Publié par Freya Yophy
le 15/04/2026
maladie auto immune
Istock
Le retour des beaux jours impacte les 5 millions de Français souffrant de pathologies auto-immunes. Si le printemps n'est pas un déclencheur direct, le Dr Gérald Kierzek détaille comment les UV et les virus saisonniers agissent en facilitateurs de poussées. Découvrez les clés pour protéger votre santé durant cette transition climatique.

Les maladies auto-immunes touchent environ 5 millions de personnes en France, constituant le troisième groupe de pathologies derrière les cancers et les maladies cardiovasculaires. Avec le retour des beaux jours, de nombreux patients s'interrogent sur les risques de réactivation de leurs symptômes. Cette période de transition climatique modifie l'environnement du corps et sollicite fortement un système immunitaire déjà déréglé.

Le printemps facilite les poussées immunitaires

Le changement de saison ne provoque pas l'apparition d'une pathologie chez une personne saine. Selon le Dr Gérald Kierzek, il s'agit plutôt d'un phénomène de facilitation. La circulation de virus résiduels comme la grippe ou l'Epstein-Barr stimule les défenses de l'organisme. 

Chez les patients touchés par un dysfonctionnement immunitaire, cette sollicitation excessive précipite l'inflammation. La science explique en partie cette sensibilité saisonnière : près de 5 000 de nos 22 000 gènes changent d'expression selon les saisons. Ce remodelage interne explique pourquoi notre corps réagit si différemment dès le mois d'avril.

Soleil et lupus : la menace des rayons UV

L'exposition aux ultraviolets ne cause pas seulement des coups de soleil. Chez les personnes atteintes de lupus, les UV entraînent la mort cellulaire cutanée, un mécanisme appelé apoptose. Cette destruction libère du matériel génétique dans la circulation sanguine, immédiatement ciblé et attaqué par les anticorps. Les données confirment ce risque : 39 % des poussées de lupus surviennent au printemps.

Ces rechutes s'expliquent par une photosensibilité marquée, présente chez 40 % à 70 % des patients lupiques. Une simple exposition en terrasse déclenche parfois des éruptions cutanées, des douleurs articulaires ou une fatigue écrasante. Toutes les affections auto-immunes ne partagent cependant pas cette réactivité aux UV. La sclérose en plaques, par exemple, réagit davantage à la hausse globale des températures qu'au rayonnement direct.

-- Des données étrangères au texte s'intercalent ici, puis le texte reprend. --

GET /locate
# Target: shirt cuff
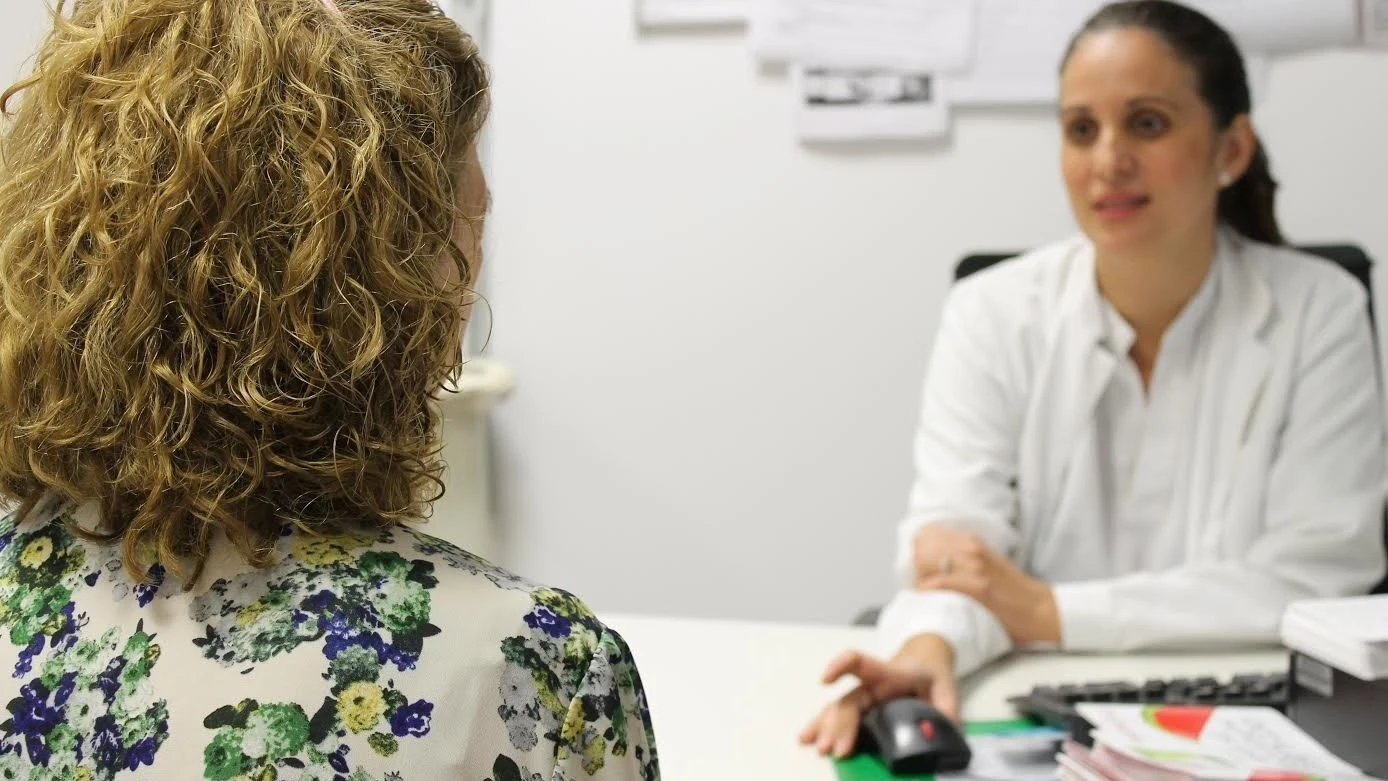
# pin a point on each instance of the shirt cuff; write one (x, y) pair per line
(972, 630)
(1087, 615)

Le terrain génétique dicte la réaction

Le calendrier saisonnier reste soumis à la biologie individuelle. L'expert médical rappelle que les prédispositions génétiques, notamment les gènes HLA, déterminent la fréquence des poussées inflammatoires. L'augmentation de la luminosité modifie notre rythme circadien. Cette transition altère la production de mélatonine et influence l'activité des cellules immunitaires.

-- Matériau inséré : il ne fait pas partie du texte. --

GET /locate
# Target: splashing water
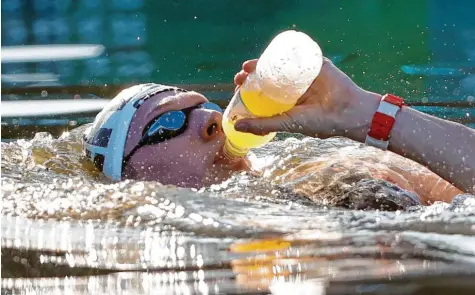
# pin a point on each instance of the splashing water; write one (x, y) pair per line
(62, 218)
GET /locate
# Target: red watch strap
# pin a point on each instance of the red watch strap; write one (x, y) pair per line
(383, 120)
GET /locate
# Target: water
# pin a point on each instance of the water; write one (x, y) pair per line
(66, 229)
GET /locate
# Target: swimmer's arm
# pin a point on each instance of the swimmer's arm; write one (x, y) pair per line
(445, 147)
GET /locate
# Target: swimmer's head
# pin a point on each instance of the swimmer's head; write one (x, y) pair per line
(160, 133)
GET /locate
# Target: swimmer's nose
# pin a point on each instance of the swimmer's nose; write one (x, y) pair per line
(209, 122)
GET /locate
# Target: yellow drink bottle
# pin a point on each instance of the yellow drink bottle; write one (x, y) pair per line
(284, 72)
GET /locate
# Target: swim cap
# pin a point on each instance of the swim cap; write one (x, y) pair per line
(104, 141)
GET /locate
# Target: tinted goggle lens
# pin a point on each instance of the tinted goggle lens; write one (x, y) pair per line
(175, 120)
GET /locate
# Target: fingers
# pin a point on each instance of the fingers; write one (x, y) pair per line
(247, 68)
(240, 77)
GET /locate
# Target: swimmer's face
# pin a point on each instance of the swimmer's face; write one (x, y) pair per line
(191, 159)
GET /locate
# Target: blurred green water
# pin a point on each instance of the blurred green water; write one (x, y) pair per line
(205, 41)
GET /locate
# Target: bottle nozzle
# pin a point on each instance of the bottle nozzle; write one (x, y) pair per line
(232, 152)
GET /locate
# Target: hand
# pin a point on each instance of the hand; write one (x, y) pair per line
(332, 106)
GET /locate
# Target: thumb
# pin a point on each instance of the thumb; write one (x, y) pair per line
(264, 126)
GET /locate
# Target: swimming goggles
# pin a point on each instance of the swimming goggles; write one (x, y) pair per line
(167, 126)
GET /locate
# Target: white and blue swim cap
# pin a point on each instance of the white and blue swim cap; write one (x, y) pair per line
(105, 140)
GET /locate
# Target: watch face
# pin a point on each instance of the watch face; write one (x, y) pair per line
(392, 99)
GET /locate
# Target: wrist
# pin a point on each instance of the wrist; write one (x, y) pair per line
(359, 114)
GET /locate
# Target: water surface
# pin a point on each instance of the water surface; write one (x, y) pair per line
(67, 229)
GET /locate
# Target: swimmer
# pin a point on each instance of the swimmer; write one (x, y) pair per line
(161, 133)
(335, 106)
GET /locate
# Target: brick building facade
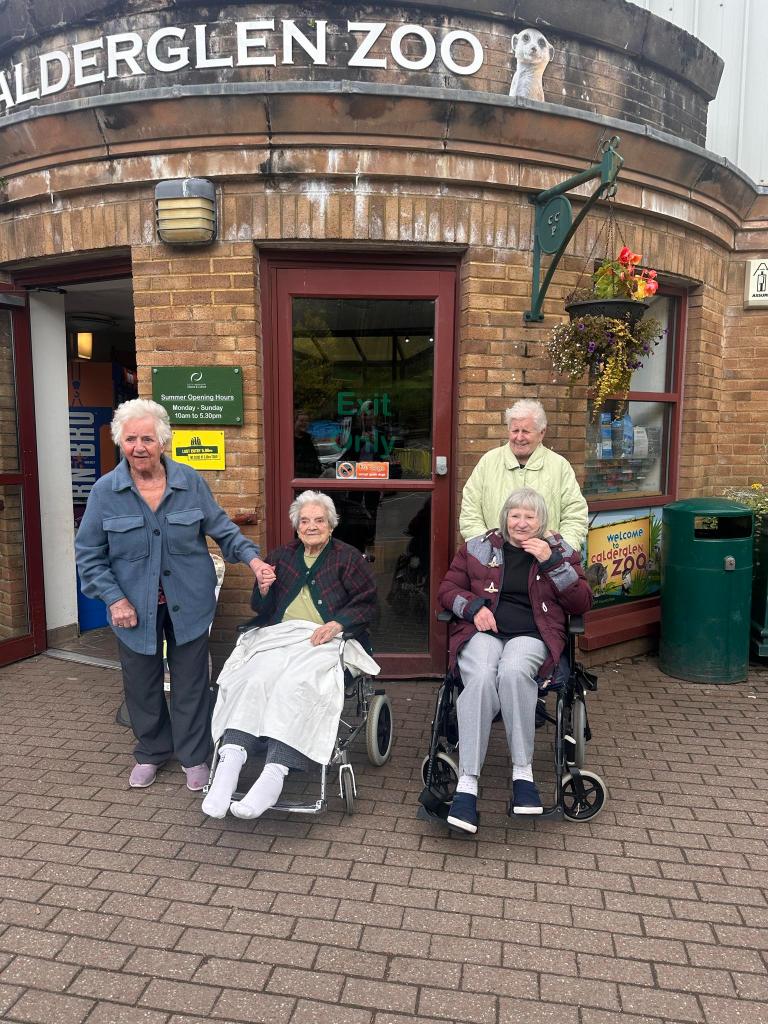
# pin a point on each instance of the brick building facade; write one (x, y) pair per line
(390, 168)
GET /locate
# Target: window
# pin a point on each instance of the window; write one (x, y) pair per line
(632, 452)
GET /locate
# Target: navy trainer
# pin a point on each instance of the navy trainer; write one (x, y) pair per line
(463, 813)
(525, 799)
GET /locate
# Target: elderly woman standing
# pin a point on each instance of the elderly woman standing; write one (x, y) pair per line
(510, 591)
(141, 549)
(282, 682)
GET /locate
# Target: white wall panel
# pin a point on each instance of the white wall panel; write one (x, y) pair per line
(737, 31)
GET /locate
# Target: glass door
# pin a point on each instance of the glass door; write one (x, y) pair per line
(22, 610)
(361, 371)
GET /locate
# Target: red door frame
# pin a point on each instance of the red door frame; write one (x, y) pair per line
(325, 275)
(35, 640)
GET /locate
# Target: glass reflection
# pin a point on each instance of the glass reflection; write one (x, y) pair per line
(627, 456)
(363, 387)
(8, 426)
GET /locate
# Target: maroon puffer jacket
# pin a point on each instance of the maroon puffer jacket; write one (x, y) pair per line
(557, 588)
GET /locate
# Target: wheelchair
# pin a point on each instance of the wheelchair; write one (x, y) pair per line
(579, 795)
(367, 710)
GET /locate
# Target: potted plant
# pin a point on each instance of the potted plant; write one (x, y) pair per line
(606, 335)
(756, 498)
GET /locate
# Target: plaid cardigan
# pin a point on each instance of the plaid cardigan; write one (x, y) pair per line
(340, 583)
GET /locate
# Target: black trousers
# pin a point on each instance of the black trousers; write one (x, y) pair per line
(184, 730)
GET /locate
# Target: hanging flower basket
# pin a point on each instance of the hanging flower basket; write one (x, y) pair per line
(606, 335)
(630, 310)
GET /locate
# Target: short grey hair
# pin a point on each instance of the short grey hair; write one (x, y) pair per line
(524, 408)
(524, 498)
(312, 498)
(140, 409)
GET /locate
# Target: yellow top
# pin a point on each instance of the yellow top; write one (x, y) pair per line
(302, 605)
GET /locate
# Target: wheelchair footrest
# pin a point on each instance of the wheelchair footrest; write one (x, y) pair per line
(436, 808)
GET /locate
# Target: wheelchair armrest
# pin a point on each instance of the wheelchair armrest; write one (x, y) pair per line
(354, 632)
(245, 627)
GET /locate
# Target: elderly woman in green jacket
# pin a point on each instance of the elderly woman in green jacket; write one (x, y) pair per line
(524, 462)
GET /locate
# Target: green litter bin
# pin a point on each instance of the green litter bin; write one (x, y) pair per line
(706, 590)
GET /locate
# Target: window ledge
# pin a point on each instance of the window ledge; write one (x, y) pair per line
(626, 622)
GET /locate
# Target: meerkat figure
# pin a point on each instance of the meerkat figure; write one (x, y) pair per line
(532, 53)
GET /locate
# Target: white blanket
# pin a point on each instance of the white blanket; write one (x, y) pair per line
(275, 684)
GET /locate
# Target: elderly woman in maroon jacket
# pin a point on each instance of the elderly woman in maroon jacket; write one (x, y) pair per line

L'exposition au soleil soulève également le paradoxe de la vitamine D. Si sa synthèse naturelle aide le métabolisme, un afflux soudain déclenche parfois un effet pro-inflammatoire chez les sujets à risque. Surveillez l'apparition d'une fatigue inexpliquée ou de douleurs inhabituelles, qui constituent des signaux d'alerte à écouter.

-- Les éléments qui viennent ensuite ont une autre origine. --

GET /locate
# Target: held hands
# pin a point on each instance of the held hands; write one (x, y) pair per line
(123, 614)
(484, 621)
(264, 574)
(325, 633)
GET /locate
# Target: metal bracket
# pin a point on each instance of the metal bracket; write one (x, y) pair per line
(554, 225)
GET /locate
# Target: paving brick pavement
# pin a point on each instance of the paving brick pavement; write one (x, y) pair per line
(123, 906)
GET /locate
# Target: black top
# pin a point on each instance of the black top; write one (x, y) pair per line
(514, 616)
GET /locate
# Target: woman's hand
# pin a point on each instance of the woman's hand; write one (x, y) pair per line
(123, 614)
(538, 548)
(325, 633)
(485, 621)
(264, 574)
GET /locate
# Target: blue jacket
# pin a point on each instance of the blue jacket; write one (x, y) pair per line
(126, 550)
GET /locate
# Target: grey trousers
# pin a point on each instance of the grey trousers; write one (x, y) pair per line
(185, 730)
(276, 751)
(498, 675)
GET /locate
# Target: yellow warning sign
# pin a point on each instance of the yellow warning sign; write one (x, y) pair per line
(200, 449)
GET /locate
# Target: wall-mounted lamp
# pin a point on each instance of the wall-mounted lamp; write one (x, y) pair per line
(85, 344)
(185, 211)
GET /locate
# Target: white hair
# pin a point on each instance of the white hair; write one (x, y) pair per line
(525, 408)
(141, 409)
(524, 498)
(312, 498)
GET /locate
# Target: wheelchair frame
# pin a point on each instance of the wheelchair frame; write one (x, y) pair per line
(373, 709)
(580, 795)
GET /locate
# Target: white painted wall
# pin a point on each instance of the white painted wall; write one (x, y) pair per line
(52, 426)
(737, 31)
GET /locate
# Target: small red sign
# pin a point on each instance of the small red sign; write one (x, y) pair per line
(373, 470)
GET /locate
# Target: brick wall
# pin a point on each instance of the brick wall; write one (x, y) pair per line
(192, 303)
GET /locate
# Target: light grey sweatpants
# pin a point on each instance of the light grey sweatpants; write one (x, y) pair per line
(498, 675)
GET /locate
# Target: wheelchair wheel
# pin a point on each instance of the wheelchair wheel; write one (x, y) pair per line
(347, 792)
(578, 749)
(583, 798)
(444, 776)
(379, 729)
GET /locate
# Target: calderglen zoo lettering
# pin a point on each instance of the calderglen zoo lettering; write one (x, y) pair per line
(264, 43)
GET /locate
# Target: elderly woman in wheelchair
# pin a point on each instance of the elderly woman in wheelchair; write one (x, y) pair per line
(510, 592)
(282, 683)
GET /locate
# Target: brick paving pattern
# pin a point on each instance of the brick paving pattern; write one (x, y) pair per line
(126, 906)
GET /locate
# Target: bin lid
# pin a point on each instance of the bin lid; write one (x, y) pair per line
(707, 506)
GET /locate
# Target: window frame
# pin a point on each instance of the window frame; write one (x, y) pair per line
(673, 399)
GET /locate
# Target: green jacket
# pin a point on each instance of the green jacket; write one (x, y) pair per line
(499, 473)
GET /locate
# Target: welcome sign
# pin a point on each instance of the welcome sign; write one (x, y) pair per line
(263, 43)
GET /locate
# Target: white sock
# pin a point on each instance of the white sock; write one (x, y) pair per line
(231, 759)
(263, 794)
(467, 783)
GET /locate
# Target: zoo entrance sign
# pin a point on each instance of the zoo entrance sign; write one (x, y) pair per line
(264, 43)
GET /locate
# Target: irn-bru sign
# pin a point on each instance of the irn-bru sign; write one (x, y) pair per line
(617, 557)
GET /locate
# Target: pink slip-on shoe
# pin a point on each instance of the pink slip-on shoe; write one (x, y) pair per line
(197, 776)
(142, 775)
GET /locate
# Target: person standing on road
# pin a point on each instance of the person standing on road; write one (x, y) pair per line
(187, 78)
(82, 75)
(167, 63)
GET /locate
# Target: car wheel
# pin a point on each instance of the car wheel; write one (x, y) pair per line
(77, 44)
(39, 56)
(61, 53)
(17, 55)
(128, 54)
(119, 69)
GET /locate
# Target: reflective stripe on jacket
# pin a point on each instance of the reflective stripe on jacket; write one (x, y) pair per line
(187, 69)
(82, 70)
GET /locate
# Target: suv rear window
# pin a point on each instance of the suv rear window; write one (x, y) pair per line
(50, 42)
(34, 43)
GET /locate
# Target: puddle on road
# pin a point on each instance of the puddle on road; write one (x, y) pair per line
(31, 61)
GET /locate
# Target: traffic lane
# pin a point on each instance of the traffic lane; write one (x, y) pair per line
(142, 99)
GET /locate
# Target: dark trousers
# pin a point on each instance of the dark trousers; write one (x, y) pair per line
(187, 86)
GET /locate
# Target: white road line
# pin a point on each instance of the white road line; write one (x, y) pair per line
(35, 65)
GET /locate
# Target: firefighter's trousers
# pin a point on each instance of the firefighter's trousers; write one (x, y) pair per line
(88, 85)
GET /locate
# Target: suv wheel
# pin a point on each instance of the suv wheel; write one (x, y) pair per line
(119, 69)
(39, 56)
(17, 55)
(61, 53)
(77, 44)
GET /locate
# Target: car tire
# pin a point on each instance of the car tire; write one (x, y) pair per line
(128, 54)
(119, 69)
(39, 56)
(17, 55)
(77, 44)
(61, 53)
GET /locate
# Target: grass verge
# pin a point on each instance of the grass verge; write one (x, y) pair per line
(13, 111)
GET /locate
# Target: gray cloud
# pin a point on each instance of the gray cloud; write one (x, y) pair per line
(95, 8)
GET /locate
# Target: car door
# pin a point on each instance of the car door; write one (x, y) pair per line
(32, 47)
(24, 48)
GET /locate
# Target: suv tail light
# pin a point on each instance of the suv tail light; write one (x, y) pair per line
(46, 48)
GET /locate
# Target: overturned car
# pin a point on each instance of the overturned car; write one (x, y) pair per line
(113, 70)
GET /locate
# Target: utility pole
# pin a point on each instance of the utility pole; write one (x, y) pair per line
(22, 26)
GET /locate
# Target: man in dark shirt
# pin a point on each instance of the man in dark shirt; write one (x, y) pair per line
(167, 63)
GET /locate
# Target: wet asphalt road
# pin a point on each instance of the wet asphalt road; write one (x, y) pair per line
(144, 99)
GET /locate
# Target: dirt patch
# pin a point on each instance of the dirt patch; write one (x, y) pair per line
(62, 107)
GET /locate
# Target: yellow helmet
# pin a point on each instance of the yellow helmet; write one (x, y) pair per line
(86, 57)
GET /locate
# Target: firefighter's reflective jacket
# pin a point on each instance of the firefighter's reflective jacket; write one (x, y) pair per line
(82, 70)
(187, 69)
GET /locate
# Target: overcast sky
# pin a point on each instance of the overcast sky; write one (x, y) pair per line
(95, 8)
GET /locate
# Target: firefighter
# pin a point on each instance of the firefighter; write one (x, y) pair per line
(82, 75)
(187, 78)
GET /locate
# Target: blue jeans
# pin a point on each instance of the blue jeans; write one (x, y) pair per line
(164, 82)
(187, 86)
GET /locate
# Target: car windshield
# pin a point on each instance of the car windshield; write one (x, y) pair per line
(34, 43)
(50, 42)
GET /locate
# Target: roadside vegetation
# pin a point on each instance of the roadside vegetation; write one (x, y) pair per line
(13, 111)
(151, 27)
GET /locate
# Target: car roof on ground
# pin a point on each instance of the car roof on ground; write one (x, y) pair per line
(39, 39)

3 stratégies pour une transition sereine

Pour limiter les risques d'inflammation tout en profitant des beaux jours, l'adoption de quelques habitudes préventives s'impose :

  • Appliquer une protection solaire : L'utilisation d'un écran total (SPF 50+) bloque les ultraviolets dès les premiers jours ensoleillés, même par temps couvert, protégeant ainsi l'ADN cellulaire.
  • Maintenir le suivi médical : Ne stoppez aucun traitement immunosuppresseur sans l'aval de votre spécialiste, même face à un regain d'énergie printanier. Consultez votre médecin au moindre doute.
  • Renforcer l'hygiène de vie : Un sommeil régulier et une gestion active du stress stabilisent la réponse immunitaire face aux brusques variations de température.